Sempre di violenza, sempre di malessere si trattava, in fondo. Nonostante le vacanze, nonostante la vicinanza con altre persone che, come me, stavano per vederli dal vivo.  Arrivammo a Brescia e indossai l’antivento sebbene, come già spiegato, fossimo in agosto, appena dopo lo scoglio del quindici. Guardai verso nord, per vedere se si potessero scorgere le Alpi, da dove tirava l’aria fredda, ma era già buio. Parcheggiammo davanti a una sala giochi, gettammo le birre vuote in un cassonetto, con le mani in tasca ci dirigemmo verso l’area del concerto. Presi la bottiglia di vino bianco, calda, in mano, estraendola dallo zaino, e provai sollievo, la aprii e iniziai a berla sino a che non arrivammo ai cancelli dell’area.

Non erano tutti lì per il nostro stesso motivo, anzi. L’evento era una quindici giorni di concerti, che spaziavano dall’indie al reggae e al punk e dal jazz ai Blood Brothers. Un po’ di chiacchere, gli abbracci con amici capitati lì per caso dal Nord Europa che non vedevo da una vita, le lamentele per il polverone che si sarebbe alzato dalle prime file sotto al palco, il giro al merchandising troppo costoso e allora aspettiamo a fine concerto: tutto era sempre come prima, non vi erano elementi per i quali ci si potesse rattristare, e di lì a poco sarebbero saliti sul palco i fratelli di sangue, che stavano portando in giro il loro primo disco su major dopo aver abbandonato la Three One G di Justin Pearson dei Locust.

Dopo la buona mezz’ora dei Pretty Girls Make Graves, retaggio Smiths, eccoli, i due cantanti.
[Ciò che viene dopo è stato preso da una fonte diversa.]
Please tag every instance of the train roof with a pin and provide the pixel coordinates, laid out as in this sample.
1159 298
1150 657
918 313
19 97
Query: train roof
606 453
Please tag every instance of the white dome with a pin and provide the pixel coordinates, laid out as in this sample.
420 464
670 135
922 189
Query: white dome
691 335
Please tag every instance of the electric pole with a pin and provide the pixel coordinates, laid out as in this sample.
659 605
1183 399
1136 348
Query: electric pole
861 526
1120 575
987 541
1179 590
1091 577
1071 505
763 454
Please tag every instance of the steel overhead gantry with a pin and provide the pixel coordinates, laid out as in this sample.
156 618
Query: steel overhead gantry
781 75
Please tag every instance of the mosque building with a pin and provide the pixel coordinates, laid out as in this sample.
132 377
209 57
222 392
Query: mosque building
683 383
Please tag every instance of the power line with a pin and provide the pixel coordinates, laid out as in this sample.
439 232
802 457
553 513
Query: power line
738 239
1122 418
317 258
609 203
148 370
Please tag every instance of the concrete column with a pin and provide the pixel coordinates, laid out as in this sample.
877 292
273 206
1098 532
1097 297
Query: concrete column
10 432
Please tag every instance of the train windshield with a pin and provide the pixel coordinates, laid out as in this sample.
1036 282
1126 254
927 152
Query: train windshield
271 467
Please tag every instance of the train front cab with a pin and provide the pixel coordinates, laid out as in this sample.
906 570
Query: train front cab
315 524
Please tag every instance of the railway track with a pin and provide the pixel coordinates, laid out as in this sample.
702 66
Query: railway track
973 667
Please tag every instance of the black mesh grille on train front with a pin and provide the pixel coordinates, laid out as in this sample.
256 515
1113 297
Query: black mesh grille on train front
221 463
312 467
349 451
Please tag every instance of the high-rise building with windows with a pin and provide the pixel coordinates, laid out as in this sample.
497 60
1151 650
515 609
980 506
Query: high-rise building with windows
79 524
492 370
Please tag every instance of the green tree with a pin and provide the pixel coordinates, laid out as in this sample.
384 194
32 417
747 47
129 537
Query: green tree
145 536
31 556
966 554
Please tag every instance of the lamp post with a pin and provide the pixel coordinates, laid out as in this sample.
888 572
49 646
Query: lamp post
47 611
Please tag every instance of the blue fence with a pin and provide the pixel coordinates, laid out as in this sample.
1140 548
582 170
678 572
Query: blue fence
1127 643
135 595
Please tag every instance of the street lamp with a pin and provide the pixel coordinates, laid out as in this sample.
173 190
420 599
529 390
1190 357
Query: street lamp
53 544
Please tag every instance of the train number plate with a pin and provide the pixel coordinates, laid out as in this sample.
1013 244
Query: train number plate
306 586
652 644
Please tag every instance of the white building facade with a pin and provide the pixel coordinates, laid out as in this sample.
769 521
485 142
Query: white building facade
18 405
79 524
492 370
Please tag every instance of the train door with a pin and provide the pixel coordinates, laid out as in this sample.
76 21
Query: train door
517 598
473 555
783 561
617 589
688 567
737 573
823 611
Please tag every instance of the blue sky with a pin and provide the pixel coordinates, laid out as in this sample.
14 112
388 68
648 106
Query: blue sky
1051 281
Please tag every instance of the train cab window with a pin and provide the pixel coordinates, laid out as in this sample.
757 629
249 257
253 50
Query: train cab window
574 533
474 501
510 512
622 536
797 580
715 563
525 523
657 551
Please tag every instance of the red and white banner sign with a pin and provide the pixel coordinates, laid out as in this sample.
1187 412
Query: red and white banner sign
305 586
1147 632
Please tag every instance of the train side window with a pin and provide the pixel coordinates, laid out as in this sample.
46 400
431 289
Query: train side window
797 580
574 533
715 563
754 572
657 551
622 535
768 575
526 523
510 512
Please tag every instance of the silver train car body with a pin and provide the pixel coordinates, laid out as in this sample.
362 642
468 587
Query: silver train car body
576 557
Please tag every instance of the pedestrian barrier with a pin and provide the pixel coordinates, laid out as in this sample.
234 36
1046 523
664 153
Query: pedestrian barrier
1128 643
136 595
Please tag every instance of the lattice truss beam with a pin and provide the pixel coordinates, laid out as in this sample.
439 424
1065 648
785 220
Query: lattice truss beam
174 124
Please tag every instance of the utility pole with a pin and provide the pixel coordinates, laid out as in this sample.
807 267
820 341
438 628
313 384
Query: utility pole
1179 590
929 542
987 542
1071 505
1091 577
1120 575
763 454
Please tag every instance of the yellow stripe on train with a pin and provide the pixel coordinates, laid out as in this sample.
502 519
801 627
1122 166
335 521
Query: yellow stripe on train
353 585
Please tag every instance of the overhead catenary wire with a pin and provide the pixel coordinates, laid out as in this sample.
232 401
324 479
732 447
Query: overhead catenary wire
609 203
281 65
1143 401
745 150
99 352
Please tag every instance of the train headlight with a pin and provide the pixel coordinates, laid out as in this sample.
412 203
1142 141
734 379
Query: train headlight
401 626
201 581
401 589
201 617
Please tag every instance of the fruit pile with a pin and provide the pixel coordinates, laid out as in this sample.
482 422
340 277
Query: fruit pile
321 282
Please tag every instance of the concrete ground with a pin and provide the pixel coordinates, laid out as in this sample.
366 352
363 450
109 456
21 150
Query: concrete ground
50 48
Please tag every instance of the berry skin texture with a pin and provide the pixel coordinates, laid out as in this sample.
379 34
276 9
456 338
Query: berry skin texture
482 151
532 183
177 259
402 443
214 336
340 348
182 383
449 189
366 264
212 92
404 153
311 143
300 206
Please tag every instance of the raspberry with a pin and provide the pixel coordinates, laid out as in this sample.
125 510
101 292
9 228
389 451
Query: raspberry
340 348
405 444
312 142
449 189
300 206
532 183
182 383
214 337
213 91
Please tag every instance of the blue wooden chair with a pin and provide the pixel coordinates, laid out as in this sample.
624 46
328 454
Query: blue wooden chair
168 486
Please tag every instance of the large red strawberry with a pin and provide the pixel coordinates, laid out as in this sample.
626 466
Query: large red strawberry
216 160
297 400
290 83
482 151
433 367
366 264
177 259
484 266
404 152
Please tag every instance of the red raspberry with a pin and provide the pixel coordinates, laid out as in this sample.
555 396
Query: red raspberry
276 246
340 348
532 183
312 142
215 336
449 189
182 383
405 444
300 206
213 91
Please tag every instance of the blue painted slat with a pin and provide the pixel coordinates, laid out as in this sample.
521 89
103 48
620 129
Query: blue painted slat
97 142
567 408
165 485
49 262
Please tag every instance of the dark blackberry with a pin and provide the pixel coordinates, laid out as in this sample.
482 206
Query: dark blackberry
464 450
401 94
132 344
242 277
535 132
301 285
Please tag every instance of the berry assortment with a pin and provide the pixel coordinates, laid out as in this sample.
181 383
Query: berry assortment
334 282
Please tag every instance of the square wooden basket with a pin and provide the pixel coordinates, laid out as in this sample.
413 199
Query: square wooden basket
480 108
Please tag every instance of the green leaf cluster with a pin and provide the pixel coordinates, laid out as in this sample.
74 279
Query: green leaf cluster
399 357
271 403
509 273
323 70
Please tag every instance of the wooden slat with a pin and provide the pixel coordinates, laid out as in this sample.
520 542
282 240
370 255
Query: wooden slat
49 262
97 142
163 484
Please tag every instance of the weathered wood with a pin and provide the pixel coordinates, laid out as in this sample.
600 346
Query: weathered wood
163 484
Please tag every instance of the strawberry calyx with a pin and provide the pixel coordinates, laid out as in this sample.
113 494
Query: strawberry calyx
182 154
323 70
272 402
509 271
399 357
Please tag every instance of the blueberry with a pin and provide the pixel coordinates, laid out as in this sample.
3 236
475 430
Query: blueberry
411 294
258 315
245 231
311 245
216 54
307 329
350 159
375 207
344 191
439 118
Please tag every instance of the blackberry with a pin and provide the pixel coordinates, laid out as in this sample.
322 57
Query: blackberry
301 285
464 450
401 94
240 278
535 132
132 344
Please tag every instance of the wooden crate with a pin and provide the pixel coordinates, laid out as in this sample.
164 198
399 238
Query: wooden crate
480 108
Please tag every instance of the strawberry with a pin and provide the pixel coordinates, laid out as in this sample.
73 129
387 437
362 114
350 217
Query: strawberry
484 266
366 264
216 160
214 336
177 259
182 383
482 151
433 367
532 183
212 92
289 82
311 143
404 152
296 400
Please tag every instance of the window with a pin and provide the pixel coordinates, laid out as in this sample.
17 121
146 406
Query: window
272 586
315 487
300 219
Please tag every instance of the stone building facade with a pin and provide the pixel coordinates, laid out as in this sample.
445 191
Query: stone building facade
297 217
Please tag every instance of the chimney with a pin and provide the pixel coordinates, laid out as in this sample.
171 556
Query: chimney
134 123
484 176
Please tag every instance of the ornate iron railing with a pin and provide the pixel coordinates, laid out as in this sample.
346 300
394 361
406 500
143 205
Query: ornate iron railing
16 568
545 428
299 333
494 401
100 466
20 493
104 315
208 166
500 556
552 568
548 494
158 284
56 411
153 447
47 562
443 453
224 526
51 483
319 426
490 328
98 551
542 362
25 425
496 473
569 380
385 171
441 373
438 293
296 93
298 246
I capelli biondi, le frange, quel modo di vestire che non si differenziava poi così tanto, alla fine, dai gruppi che schifavo. Quella era un’orchestra. Le prime cinque canzoni del nuovo album erano imponenti, le conoscevamo tutti, ci abbiamo dato dentro, eravamo esagitati. Il polverone non si alzò e tornò il caldo estivo non appena presero la prima pausa. Solo così “…Burn, Piano Island, Burn” divenne davvero un album importante.

Ancora oggi digrigno spesso, tra i denti, le parole di Every Breath Is A Bomb. Perché tra tutti gli album ascoltati in quegli anni, “…Burn Piano Island, Burn è certamente quello che ha definito più nettamente cosa significasse il termine “alternativo”. In Italia e in Europa, sicuramente, io e i miei coetanei ascoltavamo roba più chiassosa e diretta, rispetto a quella, ma ce ne siamo fatti una ragione: piacevano da impazzire. Fu un disco capace di prendere le distanze persino dai primi lavori dei Blood Brothers stessi, a suon di singoli e volti imbronciati, di tastiere e frenesie made in Seattle, prendendo finalmente una netta posizione di distacco verso grunge e psichedelia.

Nel presente, quando vado a casa dei miei e loro non ci sono, perché, come vent’anni fa, vanno in vacanza e mi chiedono di dare un’occhiata alle piante e alla posta, rimetto sempre lo zerbino al suo posto, srotolandolo davanti alla porta blindata. La apro, sento il fresco tipico di una casa rimasta chiusa mentre fuori impazza il calore estivo, ed è come se tutta la tristezza che non sono riuscito a accumulare nelle estati di vent’anni fa si facesse sentire tutta, di colpo. Tra quei cardini e quel pianerottolo.